Discrepancies between LIFR protein detection using FITC-conjugated antibodies and mRNA expression can arise from several biological and technical factors:
Post-transcriptional regulation: mRNA levels may not directly correlate with protein expression due to:
MicroRNA-mediated repression of LIFR translation
mRNA stability differences affecting transcript half-life
Translational efficiency variations
Solution: Validate findings using multiple protein detection methods (flow cytometry, western blot, immunofluorescence) and consider investigating specific post-transcriptional regulatory mechanisms.
Protein stability and turnover: LIFR protein may have different degradation rates than its mRNA:
Ligand-induced receptor internalization and degradation
Proteasomal degradation pathways
Cell-type specific differences in protein half-life
Solution: Perform protein synthesis inhibition (cycloheximide) experiments to assess LIFR protein stability across different conditions.

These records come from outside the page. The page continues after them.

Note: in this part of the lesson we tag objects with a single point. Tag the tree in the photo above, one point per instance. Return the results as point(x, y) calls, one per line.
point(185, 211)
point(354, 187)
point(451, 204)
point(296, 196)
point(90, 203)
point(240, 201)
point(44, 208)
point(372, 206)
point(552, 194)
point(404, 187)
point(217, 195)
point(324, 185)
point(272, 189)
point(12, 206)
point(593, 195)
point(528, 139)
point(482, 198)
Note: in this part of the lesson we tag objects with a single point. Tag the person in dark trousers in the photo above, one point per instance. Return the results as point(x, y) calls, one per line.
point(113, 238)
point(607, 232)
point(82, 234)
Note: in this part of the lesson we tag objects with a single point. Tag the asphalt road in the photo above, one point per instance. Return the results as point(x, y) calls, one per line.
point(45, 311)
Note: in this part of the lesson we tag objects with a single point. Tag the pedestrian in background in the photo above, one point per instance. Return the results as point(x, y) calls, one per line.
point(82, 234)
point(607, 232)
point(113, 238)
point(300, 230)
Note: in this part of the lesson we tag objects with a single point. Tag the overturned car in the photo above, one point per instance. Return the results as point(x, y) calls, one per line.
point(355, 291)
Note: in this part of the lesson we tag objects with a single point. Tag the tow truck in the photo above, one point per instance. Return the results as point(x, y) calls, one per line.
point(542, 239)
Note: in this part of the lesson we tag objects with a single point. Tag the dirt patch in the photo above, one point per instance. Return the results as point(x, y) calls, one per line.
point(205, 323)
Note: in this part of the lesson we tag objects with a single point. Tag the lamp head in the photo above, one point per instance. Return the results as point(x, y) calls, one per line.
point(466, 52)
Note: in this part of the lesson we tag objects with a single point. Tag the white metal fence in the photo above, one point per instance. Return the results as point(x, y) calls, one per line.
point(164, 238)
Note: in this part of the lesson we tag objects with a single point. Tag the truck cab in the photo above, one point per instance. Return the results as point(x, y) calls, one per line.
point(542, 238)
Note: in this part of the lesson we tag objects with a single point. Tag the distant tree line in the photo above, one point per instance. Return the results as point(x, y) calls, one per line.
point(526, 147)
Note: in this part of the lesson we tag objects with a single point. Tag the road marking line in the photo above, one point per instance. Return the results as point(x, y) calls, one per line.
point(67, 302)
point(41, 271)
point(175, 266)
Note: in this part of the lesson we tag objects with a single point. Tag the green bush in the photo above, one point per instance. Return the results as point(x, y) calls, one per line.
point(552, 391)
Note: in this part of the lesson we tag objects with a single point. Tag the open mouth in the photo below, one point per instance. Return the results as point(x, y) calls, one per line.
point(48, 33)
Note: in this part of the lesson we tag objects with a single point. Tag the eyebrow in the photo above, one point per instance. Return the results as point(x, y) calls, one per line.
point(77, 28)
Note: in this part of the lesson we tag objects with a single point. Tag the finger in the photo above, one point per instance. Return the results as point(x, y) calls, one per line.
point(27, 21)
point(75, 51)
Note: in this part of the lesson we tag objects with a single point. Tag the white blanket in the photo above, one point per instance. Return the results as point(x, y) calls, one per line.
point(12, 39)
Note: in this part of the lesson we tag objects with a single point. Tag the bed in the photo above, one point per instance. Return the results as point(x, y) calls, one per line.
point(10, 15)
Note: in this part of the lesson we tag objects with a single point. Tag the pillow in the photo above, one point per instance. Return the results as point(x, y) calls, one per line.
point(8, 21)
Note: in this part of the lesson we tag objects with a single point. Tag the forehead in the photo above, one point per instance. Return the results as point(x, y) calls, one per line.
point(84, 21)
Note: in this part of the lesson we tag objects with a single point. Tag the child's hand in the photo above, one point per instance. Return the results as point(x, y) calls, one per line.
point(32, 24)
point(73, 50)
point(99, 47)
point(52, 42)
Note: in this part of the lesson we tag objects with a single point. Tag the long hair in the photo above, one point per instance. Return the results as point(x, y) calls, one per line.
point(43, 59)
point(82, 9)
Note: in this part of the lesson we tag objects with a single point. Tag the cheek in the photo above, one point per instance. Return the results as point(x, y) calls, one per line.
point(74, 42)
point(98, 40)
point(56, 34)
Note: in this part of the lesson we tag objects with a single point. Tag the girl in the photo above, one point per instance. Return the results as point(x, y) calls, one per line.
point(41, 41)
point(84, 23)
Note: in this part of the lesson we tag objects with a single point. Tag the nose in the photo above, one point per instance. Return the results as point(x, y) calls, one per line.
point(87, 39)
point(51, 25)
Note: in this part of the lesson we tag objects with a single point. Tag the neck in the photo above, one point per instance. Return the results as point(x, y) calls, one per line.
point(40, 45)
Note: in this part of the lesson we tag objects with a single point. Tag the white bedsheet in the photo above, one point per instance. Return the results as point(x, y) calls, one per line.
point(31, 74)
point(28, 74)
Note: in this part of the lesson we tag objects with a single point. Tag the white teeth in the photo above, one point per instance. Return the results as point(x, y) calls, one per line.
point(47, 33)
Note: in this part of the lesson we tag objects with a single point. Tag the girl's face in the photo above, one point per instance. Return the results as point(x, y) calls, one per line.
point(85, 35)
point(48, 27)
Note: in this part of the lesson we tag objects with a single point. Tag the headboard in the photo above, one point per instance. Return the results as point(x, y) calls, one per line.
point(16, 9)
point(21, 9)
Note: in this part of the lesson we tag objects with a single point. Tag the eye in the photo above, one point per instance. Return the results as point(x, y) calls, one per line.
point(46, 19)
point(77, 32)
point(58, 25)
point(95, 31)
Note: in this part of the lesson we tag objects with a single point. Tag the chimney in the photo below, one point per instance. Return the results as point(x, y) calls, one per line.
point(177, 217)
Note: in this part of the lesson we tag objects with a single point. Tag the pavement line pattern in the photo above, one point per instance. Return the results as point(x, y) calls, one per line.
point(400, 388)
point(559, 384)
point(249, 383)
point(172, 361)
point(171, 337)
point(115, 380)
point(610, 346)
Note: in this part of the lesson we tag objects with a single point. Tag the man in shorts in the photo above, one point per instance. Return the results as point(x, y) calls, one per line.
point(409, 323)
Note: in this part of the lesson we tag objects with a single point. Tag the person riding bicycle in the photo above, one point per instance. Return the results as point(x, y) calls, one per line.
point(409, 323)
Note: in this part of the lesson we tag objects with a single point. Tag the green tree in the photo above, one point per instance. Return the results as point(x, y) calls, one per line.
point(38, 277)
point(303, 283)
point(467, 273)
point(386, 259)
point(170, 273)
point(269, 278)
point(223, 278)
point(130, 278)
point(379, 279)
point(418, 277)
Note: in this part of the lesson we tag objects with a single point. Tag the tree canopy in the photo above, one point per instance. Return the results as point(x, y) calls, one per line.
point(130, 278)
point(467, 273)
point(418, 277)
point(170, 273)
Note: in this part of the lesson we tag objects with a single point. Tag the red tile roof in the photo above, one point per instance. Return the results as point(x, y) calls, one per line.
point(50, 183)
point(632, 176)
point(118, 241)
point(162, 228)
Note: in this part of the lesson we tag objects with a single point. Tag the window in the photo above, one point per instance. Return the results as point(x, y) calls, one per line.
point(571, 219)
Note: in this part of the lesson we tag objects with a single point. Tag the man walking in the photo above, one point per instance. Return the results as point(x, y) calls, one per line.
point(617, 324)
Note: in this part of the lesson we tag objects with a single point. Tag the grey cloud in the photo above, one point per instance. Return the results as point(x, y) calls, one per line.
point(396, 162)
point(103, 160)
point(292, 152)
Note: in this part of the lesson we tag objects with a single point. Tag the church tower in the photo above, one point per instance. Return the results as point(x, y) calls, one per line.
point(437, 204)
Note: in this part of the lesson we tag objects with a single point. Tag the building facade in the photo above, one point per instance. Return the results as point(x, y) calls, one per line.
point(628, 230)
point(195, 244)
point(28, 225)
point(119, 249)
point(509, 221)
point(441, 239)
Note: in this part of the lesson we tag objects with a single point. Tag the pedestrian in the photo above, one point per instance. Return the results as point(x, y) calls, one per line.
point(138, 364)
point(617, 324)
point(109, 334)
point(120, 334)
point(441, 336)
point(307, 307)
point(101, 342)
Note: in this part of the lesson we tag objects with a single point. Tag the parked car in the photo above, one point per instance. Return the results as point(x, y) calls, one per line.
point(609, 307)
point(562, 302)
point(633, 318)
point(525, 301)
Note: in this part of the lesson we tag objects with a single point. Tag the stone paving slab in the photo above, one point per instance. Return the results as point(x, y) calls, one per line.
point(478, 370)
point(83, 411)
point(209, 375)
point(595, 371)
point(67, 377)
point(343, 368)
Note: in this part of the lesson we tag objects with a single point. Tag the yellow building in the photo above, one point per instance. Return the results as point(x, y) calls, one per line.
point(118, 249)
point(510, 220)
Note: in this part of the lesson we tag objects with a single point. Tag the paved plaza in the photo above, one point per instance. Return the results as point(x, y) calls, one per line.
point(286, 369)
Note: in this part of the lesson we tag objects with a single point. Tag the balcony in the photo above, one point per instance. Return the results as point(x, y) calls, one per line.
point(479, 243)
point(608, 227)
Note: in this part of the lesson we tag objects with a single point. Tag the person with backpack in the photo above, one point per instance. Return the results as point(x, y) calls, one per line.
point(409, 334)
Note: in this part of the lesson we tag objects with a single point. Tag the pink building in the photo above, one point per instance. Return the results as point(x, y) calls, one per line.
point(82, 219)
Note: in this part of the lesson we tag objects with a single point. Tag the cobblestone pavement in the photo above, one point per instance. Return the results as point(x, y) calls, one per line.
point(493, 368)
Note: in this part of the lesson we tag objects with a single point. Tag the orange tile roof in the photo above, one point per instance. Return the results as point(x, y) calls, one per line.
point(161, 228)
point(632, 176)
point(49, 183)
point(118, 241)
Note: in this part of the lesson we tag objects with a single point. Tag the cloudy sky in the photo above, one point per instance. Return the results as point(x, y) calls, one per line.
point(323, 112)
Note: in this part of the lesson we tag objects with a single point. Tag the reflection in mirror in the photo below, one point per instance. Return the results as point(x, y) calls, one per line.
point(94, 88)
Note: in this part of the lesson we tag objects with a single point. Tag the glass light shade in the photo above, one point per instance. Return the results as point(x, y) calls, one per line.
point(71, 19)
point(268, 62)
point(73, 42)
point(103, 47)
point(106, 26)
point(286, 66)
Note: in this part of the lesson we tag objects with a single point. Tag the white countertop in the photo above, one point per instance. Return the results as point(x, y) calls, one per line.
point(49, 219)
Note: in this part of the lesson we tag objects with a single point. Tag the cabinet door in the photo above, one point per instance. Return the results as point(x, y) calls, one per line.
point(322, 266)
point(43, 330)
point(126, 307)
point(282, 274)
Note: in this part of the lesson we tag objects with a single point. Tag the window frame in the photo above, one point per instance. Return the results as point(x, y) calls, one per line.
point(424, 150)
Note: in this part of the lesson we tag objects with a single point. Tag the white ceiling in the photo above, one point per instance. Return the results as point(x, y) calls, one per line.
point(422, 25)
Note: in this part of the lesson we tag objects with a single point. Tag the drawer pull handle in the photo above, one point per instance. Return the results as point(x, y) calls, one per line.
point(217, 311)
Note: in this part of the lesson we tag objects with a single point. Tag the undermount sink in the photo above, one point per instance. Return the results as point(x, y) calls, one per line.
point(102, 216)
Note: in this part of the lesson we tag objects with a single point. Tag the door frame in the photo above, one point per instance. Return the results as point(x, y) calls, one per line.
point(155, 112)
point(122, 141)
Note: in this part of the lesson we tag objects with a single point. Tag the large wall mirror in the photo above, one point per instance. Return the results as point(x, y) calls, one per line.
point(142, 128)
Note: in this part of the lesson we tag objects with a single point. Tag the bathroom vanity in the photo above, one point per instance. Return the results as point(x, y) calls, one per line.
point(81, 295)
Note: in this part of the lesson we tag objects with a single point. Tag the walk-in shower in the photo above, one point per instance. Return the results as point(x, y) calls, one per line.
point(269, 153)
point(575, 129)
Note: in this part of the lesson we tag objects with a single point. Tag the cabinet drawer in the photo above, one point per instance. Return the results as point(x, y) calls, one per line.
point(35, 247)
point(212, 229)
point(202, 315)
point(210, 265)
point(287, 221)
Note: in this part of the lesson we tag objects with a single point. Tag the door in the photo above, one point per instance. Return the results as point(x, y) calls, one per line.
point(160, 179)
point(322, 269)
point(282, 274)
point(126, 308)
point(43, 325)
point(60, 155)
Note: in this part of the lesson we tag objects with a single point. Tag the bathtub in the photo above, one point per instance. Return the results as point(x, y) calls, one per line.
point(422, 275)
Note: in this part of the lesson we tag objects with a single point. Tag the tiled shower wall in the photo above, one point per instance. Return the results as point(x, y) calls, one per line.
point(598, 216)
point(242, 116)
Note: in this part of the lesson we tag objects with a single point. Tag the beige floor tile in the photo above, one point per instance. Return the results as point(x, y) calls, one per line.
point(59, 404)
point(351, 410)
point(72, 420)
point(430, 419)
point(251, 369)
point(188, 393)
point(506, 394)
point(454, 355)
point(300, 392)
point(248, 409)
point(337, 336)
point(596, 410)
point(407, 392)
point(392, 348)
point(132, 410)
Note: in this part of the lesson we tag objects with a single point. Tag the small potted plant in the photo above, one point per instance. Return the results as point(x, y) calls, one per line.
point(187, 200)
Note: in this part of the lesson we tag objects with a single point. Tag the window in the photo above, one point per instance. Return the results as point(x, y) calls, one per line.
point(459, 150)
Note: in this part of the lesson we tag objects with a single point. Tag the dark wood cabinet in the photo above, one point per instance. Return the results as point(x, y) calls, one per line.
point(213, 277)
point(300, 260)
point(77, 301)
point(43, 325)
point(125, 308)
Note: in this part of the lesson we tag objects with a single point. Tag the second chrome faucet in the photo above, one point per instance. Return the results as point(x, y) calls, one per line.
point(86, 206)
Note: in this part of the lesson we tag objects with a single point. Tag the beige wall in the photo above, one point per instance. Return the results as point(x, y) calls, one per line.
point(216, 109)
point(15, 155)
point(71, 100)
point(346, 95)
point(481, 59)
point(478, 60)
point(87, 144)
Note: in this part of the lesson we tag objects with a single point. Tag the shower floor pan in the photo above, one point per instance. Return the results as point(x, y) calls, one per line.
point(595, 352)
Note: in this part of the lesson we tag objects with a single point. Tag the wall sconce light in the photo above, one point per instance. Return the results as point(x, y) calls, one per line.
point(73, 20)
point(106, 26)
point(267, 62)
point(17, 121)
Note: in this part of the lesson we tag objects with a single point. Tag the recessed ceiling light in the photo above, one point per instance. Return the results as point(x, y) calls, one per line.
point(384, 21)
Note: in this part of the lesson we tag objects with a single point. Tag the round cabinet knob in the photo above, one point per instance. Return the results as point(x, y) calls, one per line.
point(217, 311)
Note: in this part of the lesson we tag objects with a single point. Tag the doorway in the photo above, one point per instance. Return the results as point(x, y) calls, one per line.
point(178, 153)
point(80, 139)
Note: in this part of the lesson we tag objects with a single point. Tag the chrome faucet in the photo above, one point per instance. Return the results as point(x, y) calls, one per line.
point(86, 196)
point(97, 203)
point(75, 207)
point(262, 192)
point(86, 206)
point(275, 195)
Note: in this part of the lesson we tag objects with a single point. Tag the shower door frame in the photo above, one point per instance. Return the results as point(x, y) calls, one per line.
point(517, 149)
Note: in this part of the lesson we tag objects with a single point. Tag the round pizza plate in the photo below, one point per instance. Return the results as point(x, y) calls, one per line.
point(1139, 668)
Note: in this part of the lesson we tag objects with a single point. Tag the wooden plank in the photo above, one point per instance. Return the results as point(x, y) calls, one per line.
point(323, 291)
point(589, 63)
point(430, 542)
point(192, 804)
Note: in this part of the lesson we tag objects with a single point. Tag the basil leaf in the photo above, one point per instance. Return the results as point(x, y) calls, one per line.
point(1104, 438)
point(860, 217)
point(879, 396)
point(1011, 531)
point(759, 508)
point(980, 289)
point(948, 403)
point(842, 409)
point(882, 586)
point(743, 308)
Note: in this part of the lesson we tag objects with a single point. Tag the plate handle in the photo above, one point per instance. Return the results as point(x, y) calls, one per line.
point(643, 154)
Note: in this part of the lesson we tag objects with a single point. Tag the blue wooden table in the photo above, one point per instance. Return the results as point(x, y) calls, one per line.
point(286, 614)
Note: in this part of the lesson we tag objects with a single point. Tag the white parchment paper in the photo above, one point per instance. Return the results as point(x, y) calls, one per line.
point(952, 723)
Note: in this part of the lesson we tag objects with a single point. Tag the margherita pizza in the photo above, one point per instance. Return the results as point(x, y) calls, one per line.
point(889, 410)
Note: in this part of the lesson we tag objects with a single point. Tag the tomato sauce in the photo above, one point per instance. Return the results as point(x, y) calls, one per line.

Alternative splicing: Different antibodies may recognize specific LIFR isoforms:
Soluble LIFR isoform (90 kDa) vs. membrane-bound form (185-190 kDa)
Cell-type specific expression of LIFR isoforms
Solution: Use PCR primers or antibodies that can distinguish between isoforms and verify which form is predominant in your experimental system.
Technical considerations:
Sensitivity differences between protein and mRNA detection methods
Antibody specificity issues
RNA quality or degradation affecting mRNA measurements
Solution: Consider absolute quantification methods for both protein (quantitative flow cytometry with calibration beads) and mRNA (digital PCR).
Experimental design factors:
Temporal discrepancies (mRNA changes may precede protein changes)
Different detection thresholds for RNA vs. protein methods
Solution: Perform time-course experiments capturing both mRNA and protein dynamics.
For example, in studies comparing OP9 and NIH/3T3 cells, microarray analysis of Lifr expression showed different patterns than protein-level detection, with protein quantities differing significantly despite similar mRNA levels . This highlights the importance of multi-level analysis when studying receptor expression.